Jordan's King Hussein is also scheduled to see President Clinton soon. If these meetings go well, prospects for late-January negotiations between Israeli diplomats and their Syrian, Lebanese, Jordanian, and Palestinian counterparts in the US will surely be enhanced.

``We have structured a sequence of steps this month ... that we hope will energize the peace process,'' said a US official at a background briefing last week.

Success at the Geneva summit between Clinton and President Assad is not necessarily assured. The shrewd and ruthless Assad is very different from the earnest, genial, young US leader.

For Clinton, the meeting may be just one more three-hour chin wag after days of NATO discussions. Assad, on the other hand, at least professes to have high hopes. State-controlled Syrian media have reportedly been placing great emphasis on the chances for progress.
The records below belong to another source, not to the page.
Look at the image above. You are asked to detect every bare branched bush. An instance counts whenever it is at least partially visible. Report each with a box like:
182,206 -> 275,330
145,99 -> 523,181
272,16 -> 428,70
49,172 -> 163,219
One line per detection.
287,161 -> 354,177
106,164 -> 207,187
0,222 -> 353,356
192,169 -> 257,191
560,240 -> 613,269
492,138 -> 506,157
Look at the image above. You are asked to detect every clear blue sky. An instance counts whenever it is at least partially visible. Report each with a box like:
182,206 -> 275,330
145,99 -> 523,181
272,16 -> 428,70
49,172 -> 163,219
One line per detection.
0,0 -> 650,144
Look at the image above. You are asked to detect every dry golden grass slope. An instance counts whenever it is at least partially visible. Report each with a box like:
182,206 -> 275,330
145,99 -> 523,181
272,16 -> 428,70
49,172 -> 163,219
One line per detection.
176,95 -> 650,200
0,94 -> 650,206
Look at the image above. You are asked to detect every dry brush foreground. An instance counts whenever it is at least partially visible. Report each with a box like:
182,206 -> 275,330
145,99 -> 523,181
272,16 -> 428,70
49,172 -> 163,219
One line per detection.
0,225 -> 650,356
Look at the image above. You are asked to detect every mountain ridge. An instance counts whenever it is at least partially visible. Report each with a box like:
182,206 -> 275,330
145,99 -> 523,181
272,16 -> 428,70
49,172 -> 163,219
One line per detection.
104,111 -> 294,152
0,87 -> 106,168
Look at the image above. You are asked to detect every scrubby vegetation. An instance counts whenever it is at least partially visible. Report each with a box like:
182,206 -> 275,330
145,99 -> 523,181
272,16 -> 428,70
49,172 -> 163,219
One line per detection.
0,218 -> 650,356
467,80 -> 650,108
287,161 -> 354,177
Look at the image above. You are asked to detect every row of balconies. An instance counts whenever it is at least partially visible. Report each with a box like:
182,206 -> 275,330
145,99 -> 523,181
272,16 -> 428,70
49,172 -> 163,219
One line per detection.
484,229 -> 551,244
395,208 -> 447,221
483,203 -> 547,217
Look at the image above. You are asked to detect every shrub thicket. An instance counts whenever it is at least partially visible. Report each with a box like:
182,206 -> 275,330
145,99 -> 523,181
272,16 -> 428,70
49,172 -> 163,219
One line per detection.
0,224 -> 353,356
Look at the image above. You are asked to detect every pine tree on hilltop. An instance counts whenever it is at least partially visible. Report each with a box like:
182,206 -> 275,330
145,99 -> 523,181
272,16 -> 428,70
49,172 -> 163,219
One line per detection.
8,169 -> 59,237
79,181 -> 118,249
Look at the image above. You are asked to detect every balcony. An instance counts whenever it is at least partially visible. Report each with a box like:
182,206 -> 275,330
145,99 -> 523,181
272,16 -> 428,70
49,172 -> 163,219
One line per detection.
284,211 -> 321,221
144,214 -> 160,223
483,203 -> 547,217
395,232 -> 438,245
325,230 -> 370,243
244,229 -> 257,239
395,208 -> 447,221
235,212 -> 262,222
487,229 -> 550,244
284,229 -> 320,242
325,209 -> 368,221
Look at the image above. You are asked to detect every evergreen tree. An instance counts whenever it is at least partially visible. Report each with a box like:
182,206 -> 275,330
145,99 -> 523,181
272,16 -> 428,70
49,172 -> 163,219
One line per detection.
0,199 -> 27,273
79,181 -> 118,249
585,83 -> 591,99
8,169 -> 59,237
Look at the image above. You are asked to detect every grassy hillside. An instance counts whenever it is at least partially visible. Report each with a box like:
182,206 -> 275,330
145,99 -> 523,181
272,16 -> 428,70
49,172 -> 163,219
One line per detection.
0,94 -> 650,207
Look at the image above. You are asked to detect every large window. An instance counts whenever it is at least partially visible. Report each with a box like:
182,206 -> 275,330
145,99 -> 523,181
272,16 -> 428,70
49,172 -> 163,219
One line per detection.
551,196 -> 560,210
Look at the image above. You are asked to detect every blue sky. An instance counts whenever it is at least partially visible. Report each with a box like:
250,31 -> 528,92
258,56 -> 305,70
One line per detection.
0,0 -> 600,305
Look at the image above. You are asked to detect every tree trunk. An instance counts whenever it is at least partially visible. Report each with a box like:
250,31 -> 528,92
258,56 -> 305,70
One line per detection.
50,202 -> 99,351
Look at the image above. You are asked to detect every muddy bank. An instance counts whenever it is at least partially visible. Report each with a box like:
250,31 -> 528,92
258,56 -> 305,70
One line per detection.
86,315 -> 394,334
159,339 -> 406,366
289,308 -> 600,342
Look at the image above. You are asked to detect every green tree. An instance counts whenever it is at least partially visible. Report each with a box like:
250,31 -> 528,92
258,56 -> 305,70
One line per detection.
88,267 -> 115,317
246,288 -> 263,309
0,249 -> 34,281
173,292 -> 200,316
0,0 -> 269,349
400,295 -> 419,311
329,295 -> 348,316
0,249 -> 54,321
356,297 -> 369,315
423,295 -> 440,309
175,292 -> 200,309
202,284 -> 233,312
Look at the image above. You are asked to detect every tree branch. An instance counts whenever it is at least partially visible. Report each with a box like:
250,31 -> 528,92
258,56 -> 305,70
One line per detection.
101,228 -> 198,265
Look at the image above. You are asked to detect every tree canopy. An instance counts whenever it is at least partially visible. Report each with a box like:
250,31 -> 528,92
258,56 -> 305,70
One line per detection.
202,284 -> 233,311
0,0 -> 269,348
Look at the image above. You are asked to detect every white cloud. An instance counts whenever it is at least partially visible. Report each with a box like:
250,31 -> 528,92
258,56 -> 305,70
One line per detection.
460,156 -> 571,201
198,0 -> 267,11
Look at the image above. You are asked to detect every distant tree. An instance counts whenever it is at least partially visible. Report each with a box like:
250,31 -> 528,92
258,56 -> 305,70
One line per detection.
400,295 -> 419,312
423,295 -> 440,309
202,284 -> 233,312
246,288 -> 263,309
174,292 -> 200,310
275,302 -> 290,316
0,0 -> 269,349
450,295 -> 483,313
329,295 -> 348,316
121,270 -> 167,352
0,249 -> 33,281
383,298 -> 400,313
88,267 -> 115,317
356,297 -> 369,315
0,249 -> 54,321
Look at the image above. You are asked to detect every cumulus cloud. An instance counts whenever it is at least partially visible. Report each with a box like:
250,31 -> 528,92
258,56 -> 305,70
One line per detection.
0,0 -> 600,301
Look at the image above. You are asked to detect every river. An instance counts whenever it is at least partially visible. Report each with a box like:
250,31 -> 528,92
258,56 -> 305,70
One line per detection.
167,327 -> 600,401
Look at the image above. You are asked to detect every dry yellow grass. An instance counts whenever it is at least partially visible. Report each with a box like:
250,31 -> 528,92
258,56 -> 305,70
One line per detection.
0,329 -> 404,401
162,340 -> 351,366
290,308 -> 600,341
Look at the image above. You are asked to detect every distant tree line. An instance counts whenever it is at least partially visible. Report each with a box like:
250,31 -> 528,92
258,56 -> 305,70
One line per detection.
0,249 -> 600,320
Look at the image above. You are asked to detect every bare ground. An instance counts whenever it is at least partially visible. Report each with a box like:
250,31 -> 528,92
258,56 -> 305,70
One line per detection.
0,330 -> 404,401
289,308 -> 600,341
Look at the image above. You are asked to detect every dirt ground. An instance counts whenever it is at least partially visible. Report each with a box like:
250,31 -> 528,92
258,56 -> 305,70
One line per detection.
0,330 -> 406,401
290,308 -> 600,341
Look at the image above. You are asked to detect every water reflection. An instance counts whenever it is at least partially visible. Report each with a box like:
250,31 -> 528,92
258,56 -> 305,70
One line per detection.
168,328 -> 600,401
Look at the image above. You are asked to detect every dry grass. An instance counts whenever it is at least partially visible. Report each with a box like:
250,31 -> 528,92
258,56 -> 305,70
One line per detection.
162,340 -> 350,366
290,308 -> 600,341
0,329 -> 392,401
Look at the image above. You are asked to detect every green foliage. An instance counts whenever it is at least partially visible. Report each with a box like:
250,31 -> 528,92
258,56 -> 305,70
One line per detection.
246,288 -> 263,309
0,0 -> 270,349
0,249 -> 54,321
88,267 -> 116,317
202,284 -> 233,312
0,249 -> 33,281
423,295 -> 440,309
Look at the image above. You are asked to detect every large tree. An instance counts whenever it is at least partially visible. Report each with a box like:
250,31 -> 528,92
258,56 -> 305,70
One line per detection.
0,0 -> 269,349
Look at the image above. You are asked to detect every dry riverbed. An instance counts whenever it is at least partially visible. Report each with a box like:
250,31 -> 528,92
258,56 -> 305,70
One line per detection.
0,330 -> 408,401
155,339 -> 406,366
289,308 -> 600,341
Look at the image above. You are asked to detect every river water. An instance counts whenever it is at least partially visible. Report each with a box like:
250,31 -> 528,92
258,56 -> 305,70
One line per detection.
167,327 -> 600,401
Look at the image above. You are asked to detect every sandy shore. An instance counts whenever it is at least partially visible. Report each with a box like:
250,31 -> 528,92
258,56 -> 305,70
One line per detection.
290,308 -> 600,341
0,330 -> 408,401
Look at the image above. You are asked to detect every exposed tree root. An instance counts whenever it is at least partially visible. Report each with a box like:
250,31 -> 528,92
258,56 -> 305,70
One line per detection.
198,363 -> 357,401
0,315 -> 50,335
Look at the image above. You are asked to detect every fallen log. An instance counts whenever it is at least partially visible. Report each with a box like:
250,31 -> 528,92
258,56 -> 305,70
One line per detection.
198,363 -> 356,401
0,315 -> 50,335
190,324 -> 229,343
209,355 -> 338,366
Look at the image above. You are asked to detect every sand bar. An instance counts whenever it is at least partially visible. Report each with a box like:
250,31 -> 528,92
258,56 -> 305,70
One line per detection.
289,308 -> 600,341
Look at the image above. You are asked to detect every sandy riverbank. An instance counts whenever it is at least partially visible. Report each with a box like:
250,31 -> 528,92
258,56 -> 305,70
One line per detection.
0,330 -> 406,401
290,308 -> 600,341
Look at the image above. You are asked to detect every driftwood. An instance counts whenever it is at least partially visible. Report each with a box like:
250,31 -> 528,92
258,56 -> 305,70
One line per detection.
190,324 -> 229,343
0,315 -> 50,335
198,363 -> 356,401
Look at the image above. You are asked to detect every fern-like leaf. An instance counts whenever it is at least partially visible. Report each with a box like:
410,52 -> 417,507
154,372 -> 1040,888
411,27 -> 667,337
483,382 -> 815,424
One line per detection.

US leaders tend to want to get down to business in such short, high-level discussions. Assad may want to deliver an 8-hour monologue on all aspects of Middle East politics, followed by a general discussion in which important positions are revealed in subtle ways.

``Assad is very interested in broad strategy,'' says William Quandt, a Brookings Institution Middle East expert who dealt with the Syrian leader as a member of the Carter administration.

The most important item on the agenda will be the deadlock between Syria and Israel over the Golan Heights, which Israel captured in the 1973 war. Israeli officials say they will talk about withdrawal from the Golan when Syria promises peace; Syrian counterparts say they will talk peace when Israel promises withdrawal.

Clinton might be able to mediate this dispute. If he judges that Assad has indicated real willingness to talk about the Golan, he could relay a message to Israeli Prime Minister Yitzhak Rabin that now is the time to make a serious offer.

The timing may be right for Assad to indicate flexibility. His anger over the PLO-Israeli rapprochement may have cooled, especially since Prime Minister Rabin and PLO chief Yasser Arafat are now having difficulty striking an implementation deal.

The PLO deal has already roiled Israeli domestic politics, however. Rabin might say to the US that he cannot also handle the controversy any pact with Assad might engender.

``If Rabin says `keep him on a string,' then the US has a problem figuring out what to do,'' Mr. Quandt says.

Another issue sure to arise in Geneva is that of Syrian support of terrorism. US officials have indicated that although Clinton is meeting with Assad, they do not plan to remove Syria from the official State Department list of nations that sponsor terrorists.

When the Assad summit was announced, the parents of a woman killed in the bombing of Pan Am Flight 103 over Lockerbie, Scotland in 1988 sent the White House a bitter letter, charging that the president was planning to greet a man they held partly responsible for the death of their daughter. Many of the families of Pan Am 103 passengers believe Syrian-based Islamic groups helped carry out the bombing.

US officials hold Libya responsible for the bombing. They say they have no evidence Syria was also involved. Still, they promised the parents in a letter that Syria would stay on the terror list.

``The question of terrorism will be very much on the table in the discussion with President Assad,'' presidential advisor David Gergen said last week.

Washington has already made something of a concession to Syria in recent weeks. The US has allowed Kuwait to give Gulf-war-ally Syria three excess Boeing 727's. Since the planes contain US technology, US law requires that Washington have a say in their transfer.